Priscilla shook her head. "I'm hardly ever in Paris except for the odd shopping expedition. Douglas goes to the flat to write sometimes. There's a sort of League of Nations bookish set in Paris that he finds stimulating. The Americans are rather fun, but it appears to me that a fair bit of backstabbing goes on, you know."
"I wouldn't know, Pris. There's a similar set in Fitzroy Square, but I hardly see them. We're not even on nodding ‘good-morning' terms."
Priscilla was quiet for a moment, and as she ran a finger around the rim of her wineglass, Maisie regarded her closely. Her demeanor had changed; a tension had moved into her shoulders that Maisie knew came from Priscilla's heart.
"What is it, Priscilla?"
"Oh, nothing. Nothing, really. . . ."
Maisie leaned back as Priscilla in turn leaned forward, resting her elbows on the table. She began to unburden her troublesome thoughts with a nervous half laugh and a joke.
"You know, my father would have sent me from the table for this. ‘Only cooked meat on the table' was a favorite quip as he pricked you on the arm with a fork."
"Those who are gone are never far away," said Maisie.
"Yes, I know. I'm seeing it more and more in the boys as they get older. Though they never knew their uncles, I see reminders every day, even when one of them is just about to box another around the ears! God, I miss them; I still miss my family, Maisie." Priscilla took up the ebony holder and, despite disparaging looks from two matrons dining nearby, lit another cigarette.
"But there's more, isn't there?" Maisie rested her hands on the table, not with palms down but relaxed and slightly upturned.
Priscilla blew a smoke ring and smiled broadly at the neighboring diners. She doesn't change, thought Maisie.
"It's that case you mentioned, Maisie." Priscilla seemed to falter but then continued. "It made me think of my eldest brother, Peter. As you know, I was the youngest; the boys were all older. Phil and Pat were both killed in 1916, within two weeks of each other, but Peter—I don't know about Peter."
"Don't know?" Maisie resisted the urge to lean toward Priscilla, instead leaving room for her to continue her story.
"No. I have no idea." Priscilla looked at Maisie directly. "It's my boys growing up so quickly, I think. I pushed it all back after the war, after Mummy and Daddy died. Off I went to France like a shot, drank myself silly for a year, and, thank God, along came Douglas to drag me from the abyss. I adore him, Maisie, and I adore my boys. Douglas and I have helped each other, really, and I don't want to look back, but . . ."
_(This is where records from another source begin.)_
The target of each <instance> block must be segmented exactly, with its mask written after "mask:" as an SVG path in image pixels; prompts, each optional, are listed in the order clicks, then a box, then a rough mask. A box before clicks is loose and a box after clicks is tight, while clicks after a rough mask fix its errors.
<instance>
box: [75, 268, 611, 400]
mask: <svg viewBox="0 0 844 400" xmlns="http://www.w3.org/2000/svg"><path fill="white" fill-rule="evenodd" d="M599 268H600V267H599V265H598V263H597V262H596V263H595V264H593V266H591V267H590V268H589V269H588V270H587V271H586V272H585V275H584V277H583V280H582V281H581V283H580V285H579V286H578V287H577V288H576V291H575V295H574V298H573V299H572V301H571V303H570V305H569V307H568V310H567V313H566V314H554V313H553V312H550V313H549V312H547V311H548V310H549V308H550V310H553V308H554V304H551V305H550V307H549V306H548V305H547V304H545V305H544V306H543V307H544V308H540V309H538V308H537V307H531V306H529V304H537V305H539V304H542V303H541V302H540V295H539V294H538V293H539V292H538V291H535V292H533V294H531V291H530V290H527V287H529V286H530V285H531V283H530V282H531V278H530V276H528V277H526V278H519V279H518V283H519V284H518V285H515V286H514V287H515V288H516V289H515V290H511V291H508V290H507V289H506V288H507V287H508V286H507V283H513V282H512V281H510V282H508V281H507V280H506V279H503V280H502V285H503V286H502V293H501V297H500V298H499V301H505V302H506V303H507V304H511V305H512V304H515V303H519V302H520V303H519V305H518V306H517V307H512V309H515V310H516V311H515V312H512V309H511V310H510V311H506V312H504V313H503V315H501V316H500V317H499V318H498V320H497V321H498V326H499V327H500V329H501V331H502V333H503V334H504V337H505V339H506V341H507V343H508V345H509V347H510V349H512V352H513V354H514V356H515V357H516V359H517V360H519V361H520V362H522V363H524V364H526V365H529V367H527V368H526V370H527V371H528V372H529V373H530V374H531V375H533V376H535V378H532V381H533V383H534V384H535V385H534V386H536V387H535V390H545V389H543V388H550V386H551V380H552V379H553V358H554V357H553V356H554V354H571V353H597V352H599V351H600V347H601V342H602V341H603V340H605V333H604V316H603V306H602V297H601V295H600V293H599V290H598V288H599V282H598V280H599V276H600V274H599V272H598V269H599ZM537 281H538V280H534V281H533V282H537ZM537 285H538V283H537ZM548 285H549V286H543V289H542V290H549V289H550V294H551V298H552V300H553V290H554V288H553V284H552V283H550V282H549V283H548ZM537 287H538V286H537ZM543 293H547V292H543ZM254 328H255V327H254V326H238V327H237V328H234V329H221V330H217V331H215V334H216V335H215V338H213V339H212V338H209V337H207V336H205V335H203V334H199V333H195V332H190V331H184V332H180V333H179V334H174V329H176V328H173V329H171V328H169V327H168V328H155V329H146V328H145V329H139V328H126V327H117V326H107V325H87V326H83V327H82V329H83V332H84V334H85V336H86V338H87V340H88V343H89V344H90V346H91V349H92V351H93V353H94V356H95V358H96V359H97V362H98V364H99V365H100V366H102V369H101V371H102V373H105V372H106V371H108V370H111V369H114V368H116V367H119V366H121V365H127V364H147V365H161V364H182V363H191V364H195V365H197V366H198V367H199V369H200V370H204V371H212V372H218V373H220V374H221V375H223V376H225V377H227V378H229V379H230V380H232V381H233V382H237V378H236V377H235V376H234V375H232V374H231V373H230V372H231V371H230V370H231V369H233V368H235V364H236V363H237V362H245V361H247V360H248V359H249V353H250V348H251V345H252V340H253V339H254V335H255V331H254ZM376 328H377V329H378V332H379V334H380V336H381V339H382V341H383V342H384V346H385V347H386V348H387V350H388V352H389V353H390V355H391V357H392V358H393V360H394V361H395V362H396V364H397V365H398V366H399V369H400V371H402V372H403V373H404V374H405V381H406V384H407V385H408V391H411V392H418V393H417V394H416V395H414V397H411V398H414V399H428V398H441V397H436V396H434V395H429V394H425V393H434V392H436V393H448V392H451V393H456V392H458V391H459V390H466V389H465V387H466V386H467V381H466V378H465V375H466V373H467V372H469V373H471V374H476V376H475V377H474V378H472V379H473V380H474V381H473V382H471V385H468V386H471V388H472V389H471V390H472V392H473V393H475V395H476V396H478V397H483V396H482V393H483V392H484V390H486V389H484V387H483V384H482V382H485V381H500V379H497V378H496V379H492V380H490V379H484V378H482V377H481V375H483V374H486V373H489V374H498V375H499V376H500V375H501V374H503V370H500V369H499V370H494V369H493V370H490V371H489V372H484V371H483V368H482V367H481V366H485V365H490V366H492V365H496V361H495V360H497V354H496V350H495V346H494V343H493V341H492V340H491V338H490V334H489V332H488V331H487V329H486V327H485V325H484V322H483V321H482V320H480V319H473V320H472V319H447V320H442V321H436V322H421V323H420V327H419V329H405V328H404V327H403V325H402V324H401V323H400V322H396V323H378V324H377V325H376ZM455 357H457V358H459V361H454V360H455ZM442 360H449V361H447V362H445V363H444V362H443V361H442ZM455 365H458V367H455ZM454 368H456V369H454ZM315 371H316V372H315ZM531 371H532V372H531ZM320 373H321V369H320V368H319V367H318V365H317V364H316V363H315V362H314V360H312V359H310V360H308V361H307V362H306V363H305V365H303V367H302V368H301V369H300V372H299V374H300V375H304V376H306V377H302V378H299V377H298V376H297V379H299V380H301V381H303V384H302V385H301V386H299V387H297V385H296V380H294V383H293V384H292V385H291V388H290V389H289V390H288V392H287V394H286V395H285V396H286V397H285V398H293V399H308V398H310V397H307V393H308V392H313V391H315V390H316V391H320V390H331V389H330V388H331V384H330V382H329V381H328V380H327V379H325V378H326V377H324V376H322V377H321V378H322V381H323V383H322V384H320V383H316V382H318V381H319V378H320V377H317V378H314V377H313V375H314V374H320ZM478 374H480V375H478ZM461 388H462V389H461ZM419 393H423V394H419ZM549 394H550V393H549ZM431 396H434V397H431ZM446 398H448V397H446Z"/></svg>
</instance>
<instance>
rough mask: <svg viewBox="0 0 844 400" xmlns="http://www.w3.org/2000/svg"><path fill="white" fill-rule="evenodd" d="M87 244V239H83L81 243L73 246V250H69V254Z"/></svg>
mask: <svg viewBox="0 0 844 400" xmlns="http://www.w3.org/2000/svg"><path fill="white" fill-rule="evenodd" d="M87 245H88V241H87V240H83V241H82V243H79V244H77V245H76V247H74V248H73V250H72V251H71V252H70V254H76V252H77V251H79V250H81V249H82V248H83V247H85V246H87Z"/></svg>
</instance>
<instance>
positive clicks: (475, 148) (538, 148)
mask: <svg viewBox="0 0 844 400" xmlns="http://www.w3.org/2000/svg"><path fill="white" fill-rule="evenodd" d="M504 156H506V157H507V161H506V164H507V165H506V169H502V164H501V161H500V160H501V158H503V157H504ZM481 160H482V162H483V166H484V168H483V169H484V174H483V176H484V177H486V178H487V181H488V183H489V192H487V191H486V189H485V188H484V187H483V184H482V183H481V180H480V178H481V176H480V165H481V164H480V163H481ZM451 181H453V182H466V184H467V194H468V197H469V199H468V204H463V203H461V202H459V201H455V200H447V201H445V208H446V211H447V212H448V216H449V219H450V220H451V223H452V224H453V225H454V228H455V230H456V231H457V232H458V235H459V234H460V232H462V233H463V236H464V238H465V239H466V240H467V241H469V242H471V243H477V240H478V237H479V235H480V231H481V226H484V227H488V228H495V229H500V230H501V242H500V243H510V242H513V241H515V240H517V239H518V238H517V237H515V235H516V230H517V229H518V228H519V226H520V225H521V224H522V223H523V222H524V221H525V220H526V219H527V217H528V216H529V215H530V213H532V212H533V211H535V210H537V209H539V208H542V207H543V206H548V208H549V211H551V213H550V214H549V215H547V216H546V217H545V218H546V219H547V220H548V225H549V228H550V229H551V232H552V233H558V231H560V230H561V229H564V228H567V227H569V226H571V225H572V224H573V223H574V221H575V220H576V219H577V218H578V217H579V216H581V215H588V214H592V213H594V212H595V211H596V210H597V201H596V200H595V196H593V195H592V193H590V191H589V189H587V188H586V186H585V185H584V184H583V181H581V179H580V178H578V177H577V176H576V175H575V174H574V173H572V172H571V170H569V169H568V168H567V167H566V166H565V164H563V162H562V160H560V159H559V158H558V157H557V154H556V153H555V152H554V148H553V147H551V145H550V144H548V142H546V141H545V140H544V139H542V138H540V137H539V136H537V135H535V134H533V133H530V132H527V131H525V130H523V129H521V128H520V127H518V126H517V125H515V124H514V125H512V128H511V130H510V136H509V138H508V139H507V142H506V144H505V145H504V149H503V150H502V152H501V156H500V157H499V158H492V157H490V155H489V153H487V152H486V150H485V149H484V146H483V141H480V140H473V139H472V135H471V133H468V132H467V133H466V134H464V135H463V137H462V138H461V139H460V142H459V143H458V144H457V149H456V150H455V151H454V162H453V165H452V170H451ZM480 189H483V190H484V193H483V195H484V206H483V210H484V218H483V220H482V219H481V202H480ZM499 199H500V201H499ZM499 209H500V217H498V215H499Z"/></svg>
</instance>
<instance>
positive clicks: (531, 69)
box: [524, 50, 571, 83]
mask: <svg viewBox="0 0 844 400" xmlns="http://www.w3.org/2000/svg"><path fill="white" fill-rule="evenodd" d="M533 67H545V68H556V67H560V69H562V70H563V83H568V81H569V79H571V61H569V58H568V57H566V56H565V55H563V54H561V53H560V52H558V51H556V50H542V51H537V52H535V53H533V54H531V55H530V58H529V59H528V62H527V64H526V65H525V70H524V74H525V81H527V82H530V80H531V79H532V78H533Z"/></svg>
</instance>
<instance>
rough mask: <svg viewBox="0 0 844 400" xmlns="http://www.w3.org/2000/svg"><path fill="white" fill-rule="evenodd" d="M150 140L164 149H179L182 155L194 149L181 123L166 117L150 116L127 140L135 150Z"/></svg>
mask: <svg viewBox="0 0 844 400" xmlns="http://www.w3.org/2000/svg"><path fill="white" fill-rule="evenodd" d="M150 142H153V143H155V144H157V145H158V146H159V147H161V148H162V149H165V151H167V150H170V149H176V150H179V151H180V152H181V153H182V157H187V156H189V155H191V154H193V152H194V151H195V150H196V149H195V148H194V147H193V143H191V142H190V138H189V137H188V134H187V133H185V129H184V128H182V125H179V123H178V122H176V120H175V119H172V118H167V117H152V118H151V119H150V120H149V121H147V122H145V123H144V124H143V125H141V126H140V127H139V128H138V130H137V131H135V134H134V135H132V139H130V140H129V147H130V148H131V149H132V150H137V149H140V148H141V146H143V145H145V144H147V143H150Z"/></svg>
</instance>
"We never knew where Peter died. His body was never found, though that wasn't unusual, was it? I never even saw the telegram. My parents had already lost Patrick and Philip, so they burned it, and I've been troubled about it ever since. I'll put it to the back of my mind for a while, and then something—and sometimes it's something really simple, not a big thing like this case of yours—brings it all back again."
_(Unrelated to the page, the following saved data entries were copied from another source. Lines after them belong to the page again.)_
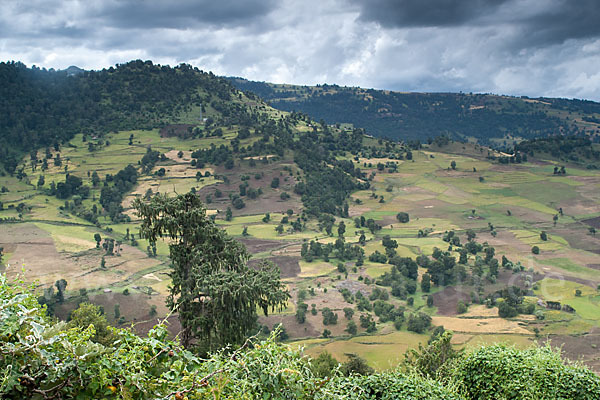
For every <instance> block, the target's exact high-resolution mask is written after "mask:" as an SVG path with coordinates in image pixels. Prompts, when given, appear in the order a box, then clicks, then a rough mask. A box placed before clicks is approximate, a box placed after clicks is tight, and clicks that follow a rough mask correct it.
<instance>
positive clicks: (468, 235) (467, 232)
mask: <svg viewBox="0 0 600 400" xmlns="http://www.w3.org/2000/svg"><path fill="white" fill-rule="evenodd" d="M466 234H467V240H468V241H471V240H473V239H475V237H477V234H476V233H475V231H474V230H473V229H467V232H466Z"/></svg>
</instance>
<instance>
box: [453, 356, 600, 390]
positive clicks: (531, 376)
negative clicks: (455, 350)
mask: <svg viewBox="0 0 600 400" xmlns="http://www.w3.org/2000/svg"><path fill="white" fill-rule="evenodd" d="M452 375H453V377H452V378H453V380H454V381H455V382H456V383H457V386H458V387H459V389H460V391H461V392H462V393H463V394H464V395H465V397H466V398H467V399H514V400H521V399H523V400H525V399H536V400H546V399H547V400H556V399H577V400H587V399H590V400H591V399H599V398H600V378H598V376H597V375H595V374H594V373H593V372H592V371H590V370H588V369H587V368H584V367H582V366H579V365H575V364H568V363H567V364H565V363H564V362H563V360H562V359H561V357H560V353H559V352H557V351H554V350H552V349H551V348H550V347H548V346H546V347H531V348H529V349H526V350H517V349H515V348H514V347H511V346H506V345H491V346H484V347H480V348H478V349H476V350H474V351H472V352H471V353H467V354H465V356H463V357H461V358H460V359H458V362H457V363H456V365H455V368H454V369H453V371H452Z"/></svg>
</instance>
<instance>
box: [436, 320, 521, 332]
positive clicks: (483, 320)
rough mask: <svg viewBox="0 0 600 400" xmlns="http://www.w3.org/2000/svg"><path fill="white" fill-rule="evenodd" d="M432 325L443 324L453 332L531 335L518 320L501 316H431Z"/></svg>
mask: <svg viewBox="0 0 600 400" xmlns="http://www.w3.org/2000/svg"><path fill="white" fill-rule="evenodd" d="M432 323H433V325H436V326H443V327H444V328H446V329H450V330H452V331H454V332H463V333H513V334H515V333H516V334H522V335H531V334H532V333H531V332H530V331H528V330H527V329H525V328H524V327H522V326H521V325H519V322H518V321H509V320H505V319H503V318H455V317H437V316H436V317H433V318H432Z"/></svg>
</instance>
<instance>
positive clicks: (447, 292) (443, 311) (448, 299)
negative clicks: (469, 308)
mask: <svg viewBox="0 0 600 400" xmlns="http://www.w3.org/2000/svg"><path fill="white" fill-rule="evenodd" d="M461 289H462V288H457V287H456V286H447V287H445V288H444V290H441V291H439V292H437V293H435V294H434V295H433V305H434V306H436V307H437V309H438V314H439V315H444V316H454V315H458V313H457V312H456V307H457V306H458V302H459V301H463V302H465V303H467V302H470V301H471V296H470V295H469V293H466V292H463V291H462V290H461Z"/></svg>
Maisie did not respond for some moments. Then she reached across to her friend and took her hands in her own. "Look, Pris, I want you to consider something—and please don't dismiss my suggestion immediately. I can direct you to someone who, in conversation, can help you to put Peter to rest in your heart. I'm your friend, too close for such work, but Maurice—"
Priscilla pulled her right hand from Maisie's grasp, holding it up to stop her speaking. "I know what you're suggesting, Maisie. I've heard all about these newfangled talk therapies, and they're not my bag. I'd rather listen to an old gramophone record and have a drink and a cigarette until misery finds someone else to pick on." She paused briefly and changed the subject. "Have you received a letter from Girton asking for contributions to the new fund-raising campaign? I thought I'd send something."
Maisie and Priscilla remained together for another hour or so, reminiscing over dinner about their time at Girton College and their lives since the war. They agreed to meet again for lunch before Priscilla flew from Croydon Aerodrome back to France. But as she left her friend, driving back to Ebury Place with the top down on the MG, for it was a warm Indian-summer night, Maisie considered the possibility of a return to France, a prospect she anticipated with dread in her heart.